At the same time, huge government stimulus efforts helped keep people in jobs and companies in business. Japan’s unemployment rate stood at just 2.9% by the end of December versus 2.1% at the same time the year before. Bankruptcies actually dropped 6.5% in 2020, according to Teikoku Databank, a credit research company.

In contrast to the economic damage, the country’s stock market is riding high, benefiting from monetary policies that have kept interest rates ultra low and pumped money into equities markets. On Monday morning, the Nikkei hit 30,000 for the first time since Japan’s economic bubble burst 30 years ago.

Still, the past two quarters of growth did not make up for the damage wreaked by the pandemic.

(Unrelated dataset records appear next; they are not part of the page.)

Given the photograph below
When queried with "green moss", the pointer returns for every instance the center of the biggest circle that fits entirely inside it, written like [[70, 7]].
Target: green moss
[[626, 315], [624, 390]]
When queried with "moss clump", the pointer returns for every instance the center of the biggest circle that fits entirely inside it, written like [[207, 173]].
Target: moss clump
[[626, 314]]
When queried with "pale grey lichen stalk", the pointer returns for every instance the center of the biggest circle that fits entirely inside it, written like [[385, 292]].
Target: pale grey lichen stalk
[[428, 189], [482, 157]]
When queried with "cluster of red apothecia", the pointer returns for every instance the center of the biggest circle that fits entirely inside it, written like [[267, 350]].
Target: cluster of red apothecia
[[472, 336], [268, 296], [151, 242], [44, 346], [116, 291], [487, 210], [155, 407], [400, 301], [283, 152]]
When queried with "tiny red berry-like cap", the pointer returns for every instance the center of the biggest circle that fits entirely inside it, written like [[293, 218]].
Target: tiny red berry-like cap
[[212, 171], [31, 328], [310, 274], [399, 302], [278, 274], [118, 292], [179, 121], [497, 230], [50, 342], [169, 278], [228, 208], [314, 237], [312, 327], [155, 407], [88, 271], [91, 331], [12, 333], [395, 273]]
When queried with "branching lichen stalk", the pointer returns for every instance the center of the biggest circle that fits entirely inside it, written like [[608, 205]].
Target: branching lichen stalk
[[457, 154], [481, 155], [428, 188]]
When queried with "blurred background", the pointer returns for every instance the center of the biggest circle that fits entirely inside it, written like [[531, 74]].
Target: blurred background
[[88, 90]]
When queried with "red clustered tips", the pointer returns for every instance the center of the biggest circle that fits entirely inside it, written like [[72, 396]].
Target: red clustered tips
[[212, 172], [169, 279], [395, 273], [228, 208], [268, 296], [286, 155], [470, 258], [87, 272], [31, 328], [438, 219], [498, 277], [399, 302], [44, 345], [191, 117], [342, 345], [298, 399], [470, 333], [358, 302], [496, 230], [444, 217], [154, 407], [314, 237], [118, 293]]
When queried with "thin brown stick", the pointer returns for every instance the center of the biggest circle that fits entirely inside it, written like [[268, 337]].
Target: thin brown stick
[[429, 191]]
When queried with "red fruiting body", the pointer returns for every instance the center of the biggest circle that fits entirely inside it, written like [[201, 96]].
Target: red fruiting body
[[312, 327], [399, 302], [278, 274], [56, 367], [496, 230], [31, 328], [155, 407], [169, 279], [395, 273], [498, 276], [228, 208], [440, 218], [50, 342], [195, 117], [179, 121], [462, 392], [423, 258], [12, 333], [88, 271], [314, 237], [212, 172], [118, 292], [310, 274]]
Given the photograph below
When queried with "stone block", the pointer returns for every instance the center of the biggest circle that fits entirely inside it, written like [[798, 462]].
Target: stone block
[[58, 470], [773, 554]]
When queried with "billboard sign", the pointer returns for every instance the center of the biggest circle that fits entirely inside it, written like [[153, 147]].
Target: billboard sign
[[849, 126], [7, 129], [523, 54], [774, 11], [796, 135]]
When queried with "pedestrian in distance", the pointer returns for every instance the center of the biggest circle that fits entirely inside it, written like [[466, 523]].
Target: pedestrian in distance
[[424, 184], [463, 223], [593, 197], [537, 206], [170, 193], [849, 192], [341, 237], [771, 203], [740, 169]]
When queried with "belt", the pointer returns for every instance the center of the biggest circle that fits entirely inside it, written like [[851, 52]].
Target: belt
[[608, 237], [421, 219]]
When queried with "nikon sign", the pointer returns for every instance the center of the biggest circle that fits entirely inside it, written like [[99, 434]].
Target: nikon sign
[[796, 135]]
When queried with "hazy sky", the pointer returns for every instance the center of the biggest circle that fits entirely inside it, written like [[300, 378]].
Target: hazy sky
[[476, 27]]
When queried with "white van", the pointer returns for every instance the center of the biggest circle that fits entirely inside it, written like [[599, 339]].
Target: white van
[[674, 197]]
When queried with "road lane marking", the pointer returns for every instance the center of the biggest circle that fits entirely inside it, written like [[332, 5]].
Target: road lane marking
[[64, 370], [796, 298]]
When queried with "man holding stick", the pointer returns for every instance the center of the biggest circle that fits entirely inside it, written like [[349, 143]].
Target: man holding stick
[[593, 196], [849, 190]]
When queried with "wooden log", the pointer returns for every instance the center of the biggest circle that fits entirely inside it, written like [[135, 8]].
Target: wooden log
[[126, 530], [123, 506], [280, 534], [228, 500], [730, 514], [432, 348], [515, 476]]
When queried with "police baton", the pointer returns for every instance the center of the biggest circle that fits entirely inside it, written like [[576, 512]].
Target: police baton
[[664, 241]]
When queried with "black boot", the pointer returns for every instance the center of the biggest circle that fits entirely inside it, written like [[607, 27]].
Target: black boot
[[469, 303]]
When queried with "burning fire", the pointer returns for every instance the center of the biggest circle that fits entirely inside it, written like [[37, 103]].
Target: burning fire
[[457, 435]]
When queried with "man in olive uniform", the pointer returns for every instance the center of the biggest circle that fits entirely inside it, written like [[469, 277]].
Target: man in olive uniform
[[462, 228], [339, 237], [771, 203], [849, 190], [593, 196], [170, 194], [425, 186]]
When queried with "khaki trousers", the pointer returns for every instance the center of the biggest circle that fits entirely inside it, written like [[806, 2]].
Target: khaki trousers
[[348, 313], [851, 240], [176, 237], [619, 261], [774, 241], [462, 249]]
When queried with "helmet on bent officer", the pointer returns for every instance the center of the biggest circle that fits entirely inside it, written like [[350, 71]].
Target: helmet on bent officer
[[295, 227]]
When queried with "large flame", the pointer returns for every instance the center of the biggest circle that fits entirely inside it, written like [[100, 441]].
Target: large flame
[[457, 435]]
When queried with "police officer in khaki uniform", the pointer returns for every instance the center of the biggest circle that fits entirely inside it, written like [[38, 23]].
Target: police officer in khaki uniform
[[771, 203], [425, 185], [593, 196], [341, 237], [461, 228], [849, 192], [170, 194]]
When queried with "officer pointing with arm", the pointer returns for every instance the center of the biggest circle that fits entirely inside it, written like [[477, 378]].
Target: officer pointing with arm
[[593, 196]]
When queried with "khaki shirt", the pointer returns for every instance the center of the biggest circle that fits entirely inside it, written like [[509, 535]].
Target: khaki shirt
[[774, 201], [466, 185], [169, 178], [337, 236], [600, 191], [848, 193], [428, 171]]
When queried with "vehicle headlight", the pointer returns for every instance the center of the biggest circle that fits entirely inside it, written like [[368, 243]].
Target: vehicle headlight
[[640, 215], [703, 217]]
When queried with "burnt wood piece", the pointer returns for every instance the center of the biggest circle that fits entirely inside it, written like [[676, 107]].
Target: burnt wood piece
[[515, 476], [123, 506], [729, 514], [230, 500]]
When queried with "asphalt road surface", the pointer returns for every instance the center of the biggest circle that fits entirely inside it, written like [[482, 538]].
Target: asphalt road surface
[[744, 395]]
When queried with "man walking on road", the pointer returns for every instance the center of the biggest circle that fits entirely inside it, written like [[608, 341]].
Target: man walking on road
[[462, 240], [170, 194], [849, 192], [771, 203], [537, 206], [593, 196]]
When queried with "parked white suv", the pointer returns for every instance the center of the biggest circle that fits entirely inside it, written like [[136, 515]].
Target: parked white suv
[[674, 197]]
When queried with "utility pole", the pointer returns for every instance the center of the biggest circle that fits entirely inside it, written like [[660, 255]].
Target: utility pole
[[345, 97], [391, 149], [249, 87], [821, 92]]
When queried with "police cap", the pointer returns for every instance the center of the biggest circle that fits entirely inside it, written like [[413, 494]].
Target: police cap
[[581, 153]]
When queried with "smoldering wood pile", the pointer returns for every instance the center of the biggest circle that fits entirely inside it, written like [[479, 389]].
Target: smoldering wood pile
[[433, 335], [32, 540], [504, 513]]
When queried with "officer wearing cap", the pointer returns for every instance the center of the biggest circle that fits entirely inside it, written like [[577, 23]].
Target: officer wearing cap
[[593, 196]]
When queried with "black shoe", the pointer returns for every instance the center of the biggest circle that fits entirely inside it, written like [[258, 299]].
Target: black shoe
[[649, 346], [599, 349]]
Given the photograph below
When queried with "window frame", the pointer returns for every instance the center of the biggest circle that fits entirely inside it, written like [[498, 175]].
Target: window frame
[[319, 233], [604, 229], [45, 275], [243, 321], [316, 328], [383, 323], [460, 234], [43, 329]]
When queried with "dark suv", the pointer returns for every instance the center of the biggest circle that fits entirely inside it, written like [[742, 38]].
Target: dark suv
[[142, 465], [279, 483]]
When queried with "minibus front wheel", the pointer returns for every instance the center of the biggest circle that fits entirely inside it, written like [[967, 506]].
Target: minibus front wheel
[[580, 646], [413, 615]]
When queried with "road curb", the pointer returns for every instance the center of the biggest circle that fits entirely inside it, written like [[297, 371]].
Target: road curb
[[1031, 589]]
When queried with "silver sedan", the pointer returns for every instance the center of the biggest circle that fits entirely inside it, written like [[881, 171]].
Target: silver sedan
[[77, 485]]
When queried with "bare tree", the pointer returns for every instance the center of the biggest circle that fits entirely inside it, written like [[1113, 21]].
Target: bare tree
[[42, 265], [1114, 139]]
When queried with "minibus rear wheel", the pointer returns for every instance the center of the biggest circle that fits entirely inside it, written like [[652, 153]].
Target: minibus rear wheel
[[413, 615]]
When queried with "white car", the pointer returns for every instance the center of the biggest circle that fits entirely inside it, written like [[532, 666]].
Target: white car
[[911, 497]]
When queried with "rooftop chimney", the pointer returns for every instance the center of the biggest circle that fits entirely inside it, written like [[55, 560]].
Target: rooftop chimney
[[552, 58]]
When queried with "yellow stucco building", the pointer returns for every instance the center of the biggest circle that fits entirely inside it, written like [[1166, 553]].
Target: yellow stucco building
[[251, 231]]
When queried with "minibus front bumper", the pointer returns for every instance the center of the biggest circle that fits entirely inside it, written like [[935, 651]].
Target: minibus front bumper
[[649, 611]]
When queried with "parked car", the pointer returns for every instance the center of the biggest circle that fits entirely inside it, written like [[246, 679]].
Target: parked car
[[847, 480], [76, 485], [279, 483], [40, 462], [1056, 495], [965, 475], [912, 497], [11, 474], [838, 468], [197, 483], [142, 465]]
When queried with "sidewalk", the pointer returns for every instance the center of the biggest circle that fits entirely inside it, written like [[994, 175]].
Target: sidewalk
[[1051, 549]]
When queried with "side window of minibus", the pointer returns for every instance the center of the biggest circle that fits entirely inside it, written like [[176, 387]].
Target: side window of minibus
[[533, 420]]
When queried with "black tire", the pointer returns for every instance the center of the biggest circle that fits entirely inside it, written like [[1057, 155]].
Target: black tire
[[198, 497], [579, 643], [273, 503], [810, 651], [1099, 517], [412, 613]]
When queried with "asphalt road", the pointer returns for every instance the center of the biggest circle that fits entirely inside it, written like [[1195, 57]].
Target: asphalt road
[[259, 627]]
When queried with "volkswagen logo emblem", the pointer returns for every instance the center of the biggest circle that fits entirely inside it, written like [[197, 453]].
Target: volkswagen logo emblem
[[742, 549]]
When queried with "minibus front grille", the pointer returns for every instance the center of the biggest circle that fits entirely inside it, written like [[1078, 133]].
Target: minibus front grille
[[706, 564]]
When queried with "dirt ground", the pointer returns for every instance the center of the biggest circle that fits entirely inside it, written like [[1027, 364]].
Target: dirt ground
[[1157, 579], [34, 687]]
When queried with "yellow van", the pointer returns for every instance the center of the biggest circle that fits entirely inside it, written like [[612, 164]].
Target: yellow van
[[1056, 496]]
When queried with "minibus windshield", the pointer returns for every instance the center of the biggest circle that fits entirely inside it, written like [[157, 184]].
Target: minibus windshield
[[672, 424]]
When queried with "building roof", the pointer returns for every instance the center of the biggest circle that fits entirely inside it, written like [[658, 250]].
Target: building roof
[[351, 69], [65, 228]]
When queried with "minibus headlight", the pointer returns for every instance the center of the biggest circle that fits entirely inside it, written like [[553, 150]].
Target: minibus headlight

The economy ended down 4.8% for the year, the first annual contraction since 2009, when the country was suffering from the fallout of the global financial crisis.

While people in Japan are not facing the same level of short-term economic peril as those in the United States, growth is expected to contract again in the first three months of this year.

After a steep rise in daily infection counts, Japan declared a second, albeit more limited, state of emergency at the beginning of January. Initially announced for one month, the edict was extended through early March partly in response to the appearance of new, more contagious variants of the coronavirus.

“Because of the emergency declaration, consumer spending, particularly on services, is going to fall” in the first three months of the year, said Akane Yamaguchi, an economist at the Daiwa Institute of Research.

But, she said, the damage will not be nearly as severe as last spring, when lockdowns destroyed demand for exports and Japan’s national emergency extended across the whole country.

In the longer term, as the world continues to grapple with the pandemic, there will likely be “repeated shocks on consumption” as case numbers rise and fall while exports will stay strong, said Devalier, of Bank of America.

“I think it’s almost going to be a tale of two economies in 2021,” she said.

Further complicating the economic picture for 2021, Japan has been slow to start vaccinations.

On Sunday, the Pfizer shot became the first to receive approval from Japanese regulators. Frontline health care workers are expected to receive their first doses this week, but it will be months before the public is eligible.

The pandemic’s effects have been much less severe in Japan than in the West. Total deaths are under 7,000, and daily infection levels peaked in early January at around 8,000. But a robust vaccination program could give more people the confidence to return to shops and restaurants, said Nagahama, of Dai-Ichi Life Research.

To get the economy back on track in the long run, “increasing vaccination rates is the only option,” he said. “Without that, any monetary or fiscal measures you take are pointless.”